Riders Stood Up for Muslim Women on Subway: Straphanger

One rider told the harasser "it's time for you to leave these women alone, Sir."

Subway riders stood up for a pair of Muslim women after they were allegedly harassed by a man who called them "terrorist foreigners" in the days after the mass shooting at a Florida nightclub.

Amaira Hasan, a rider on the train who is also Muslim but not among the women who was harassed, said in a Facebook post that the man set on two women in hijabs on the F train in Queens on Monday morning, telling them to go back to their country and accusing them of having bombs. 

Hasan said that everyone on the train "erupted in anger" when they heard the man, who the Daily News reported was pushing a baby in a stroller. Hasan told the News that the man talked about how "Donald Trump is right" and that several people -- including a man who said he was a Romanian immigrant, a black man and a gay man -- challenged the man's stances.

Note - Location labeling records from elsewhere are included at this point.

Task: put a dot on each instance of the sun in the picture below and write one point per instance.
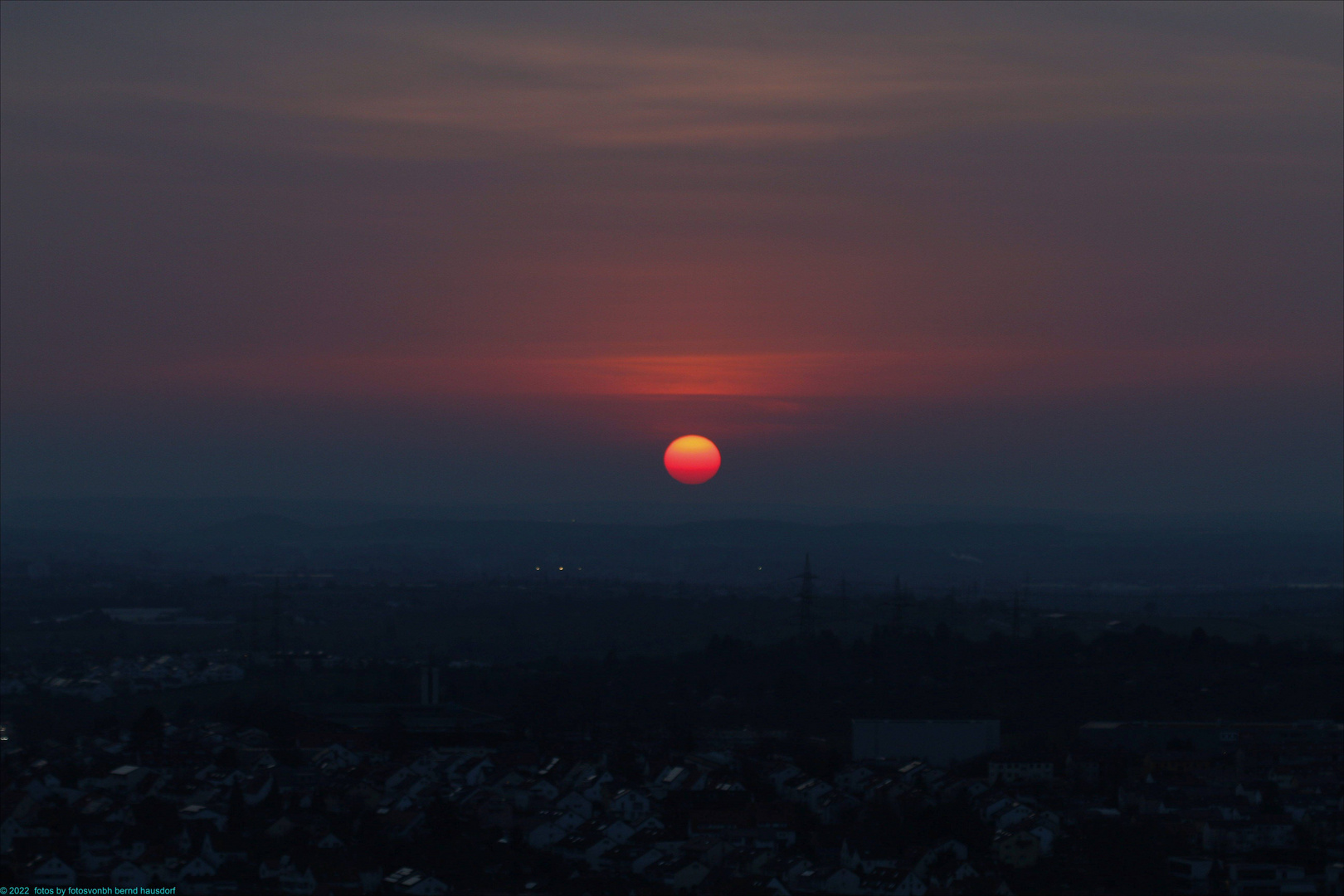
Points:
(691, 460)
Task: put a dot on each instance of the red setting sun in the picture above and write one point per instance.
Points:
(691, 460)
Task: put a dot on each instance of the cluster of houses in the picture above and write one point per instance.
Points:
(210, 807)
(139, 674)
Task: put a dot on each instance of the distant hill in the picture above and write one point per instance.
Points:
(741, 553)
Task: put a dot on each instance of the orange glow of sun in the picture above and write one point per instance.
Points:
(693, 460)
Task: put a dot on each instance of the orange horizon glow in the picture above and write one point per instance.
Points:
(691, 460)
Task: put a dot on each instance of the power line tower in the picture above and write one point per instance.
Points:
(806, 622)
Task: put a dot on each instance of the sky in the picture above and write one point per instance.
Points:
(1050, 256)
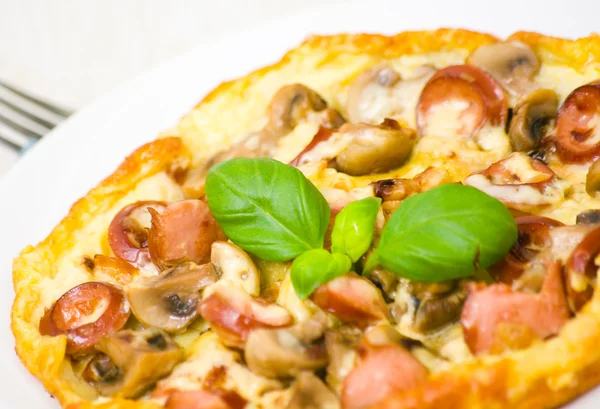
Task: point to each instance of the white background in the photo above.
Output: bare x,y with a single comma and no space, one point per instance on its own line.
73,51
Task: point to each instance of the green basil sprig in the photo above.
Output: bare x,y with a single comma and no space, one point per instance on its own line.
445,233
353,229
267,208
315,267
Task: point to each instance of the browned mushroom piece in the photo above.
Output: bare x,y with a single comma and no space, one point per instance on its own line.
290,105
512,63
287,352
235,265
430,306
435,312
132,362
340,344
592,180
375,148
393,191
380,92
589,216
294,103
385,280
169,301
532,118
309,392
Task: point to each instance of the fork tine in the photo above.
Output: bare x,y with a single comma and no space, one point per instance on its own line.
28,115
50,107
4,140
20,128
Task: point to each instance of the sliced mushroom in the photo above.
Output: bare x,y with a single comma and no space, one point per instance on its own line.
233,314
287,352
393,191
435,312
385,280
590,216
380,92
375,148
592,180
309,392
294,103
513,64
374,81
142,358
520,182
290,105
518,268
233,264
426,307
169,301
341,350
182,231
532,118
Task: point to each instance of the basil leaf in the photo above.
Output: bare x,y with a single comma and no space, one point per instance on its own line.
445,233
353,229
316,267
267,208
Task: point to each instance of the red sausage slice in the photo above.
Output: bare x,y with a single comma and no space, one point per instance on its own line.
487,307
85,314
581,270
183,231
469,90
577,139
233,313
352,299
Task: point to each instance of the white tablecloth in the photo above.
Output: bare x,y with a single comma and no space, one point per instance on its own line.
73,51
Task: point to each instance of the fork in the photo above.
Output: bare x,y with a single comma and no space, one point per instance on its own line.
24,118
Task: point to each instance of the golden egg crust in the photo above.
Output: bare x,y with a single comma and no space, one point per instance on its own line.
543,376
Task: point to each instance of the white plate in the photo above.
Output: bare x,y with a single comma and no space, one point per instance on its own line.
39,190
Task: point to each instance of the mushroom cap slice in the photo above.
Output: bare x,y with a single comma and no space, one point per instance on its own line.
289,105
589,216
235,265
375,148
310,392
592,180
289,351
436,311
531,119
169,301
512,63
372,81
142,358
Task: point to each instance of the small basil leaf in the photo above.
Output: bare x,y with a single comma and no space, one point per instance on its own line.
353,229
445,233
267,208
316,267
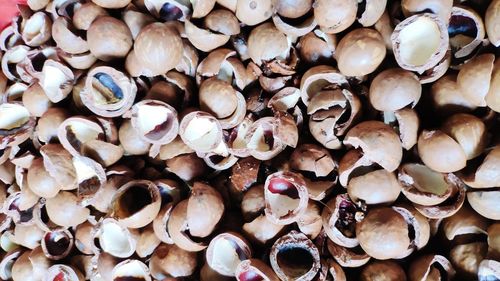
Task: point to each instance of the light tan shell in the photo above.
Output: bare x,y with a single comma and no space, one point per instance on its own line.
474,79
379,143
394,89
433,144
492,22
360,52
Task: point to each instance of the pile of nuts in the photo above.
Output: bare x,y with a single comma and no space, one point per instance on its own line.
250,140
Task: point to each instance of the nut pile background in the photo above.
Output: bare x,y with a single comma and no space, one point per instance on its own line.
250,139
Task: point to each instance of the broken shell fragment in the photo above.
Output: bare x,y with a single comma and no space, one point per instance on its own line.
465,221
383,234
394,89
420,42
150,46
204,40
366,136
474,78
65,210
57,244
116,239
339,220
200,131
335,16
433,267
155,121
295,257
253,12
131,270
286,197
483,202
179,229
254,269
492,24
360,52
136,203
109,38
433,144
170,260
204,201
63,272
466,31
226,251
108,92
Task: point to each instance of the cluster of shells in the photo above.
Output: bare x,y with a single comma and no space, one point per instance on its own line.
215,140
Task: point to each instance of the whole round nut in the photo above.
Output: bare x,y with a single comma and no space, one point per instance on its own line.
383,234
150,46
394,89
109,38
360,52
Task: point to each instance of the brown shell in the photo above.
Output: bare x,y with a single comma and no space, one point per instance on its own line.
66,39
383,270
492,22
186,131
372,13
203,39
335,211
252,12
423,268
136,203
317,46
484,202
319,75
383,233
433,144
86,14
57,244
469,131
256,134
347,257
109,38
486,175
222,21
493,96
375,187
447,97
379,143
170,260
335,16
262,230
424,186
448,207
298,184
298,242
150,46
461,16
177,227
266,42
442,8
95,91
436,30
394,89
474,78
465,221
162,133
360,52
313,158
239,250
250,268
204,202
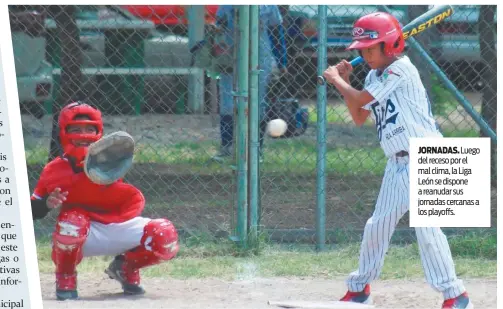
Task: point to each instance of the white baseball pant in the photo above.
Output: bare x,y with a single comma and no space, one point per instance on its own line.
392,204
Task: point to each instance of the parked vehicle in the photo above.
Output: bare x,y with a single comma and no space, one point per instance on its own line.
457,46
161,50
170,17
34,73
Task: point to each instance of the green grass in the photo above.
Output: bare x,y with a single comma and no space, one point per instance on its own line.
202,259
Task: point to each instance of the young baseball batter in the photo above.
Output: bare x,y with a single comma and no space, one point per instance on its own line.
96,220
396,99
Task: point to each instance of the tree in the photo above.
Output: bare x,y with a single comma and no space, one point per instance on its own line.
488,55
71,58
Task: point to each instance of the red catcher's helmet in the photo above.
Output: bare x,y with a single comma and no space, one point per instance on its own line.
378,28
67,117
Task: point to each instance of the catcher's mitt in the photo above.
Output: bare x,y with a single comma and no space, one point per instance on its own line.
109,158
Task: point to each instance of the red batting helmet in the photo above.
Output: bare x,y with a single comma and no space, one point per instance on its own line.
378,28
67,117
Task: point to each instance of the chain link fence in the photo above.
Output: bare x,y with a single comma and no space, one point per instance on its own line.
148,69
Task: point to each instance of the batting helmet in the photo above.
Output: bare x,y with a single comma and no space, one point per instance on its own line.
68,117
378,28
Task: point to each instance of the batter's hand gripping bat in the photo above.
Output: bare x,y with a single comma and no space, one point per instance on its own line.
418,25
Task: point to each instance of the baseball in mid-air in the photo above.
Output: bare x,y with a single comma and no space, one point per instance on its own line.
276,127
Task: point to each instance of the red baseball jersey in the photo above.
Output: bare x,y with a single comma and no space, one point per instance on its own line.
115,203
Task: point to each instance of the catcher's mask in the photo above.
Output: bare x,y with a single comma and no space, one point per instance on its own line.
69,116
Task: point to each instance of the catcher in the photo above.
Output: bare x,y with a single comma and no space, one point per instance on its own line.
96,219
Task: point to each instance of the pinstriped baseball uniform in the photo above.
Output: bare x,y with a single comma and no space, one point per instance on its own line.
401,110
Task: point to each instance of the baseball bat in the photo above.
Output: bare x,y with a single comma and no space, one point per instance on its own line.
421,23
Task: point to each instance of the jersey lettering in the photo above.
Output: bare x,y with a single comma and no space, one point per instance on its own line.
381,116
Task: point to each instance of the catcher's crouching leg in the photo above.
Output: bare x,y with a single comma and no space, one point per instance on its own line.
72,228
158,244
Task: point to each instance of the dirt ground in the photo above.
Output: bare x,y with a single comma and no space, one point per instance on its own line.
248,293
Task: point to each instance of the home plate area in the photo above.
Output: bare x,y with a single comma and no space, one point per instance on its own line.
304,304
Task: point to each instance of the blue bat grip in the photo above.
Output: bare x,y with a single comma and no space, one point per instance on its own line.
356,61
353,63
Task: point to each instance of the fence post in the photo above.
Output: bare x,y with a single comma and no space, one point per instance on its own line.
254,123
242,122
196,80
321,102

Eventually, another straphanger got the man to stop his rant by saying, "This is New York City. The most diverse place in the world. And in New York, we protect our own and we don't give a f--- what anyone looks like or who they love, or any of those things. It's time for you to leave these women alone, Sir."

The man got off at the next stop as straphangers cheered, Hasan said. 

"I say all this to say that in light of all the bad happening around us, remember that there's so much good and so much love," she wrote.

Hasan's post garnered more than 26,000 shares in the days following the interaction. She said in a post Wednesday that the response was "overwhelmingly positive."

"It's nice to know that among all the horrible rhetoric that's floating around right now, especially about Muslims, this is floating around, too," she said in the second post.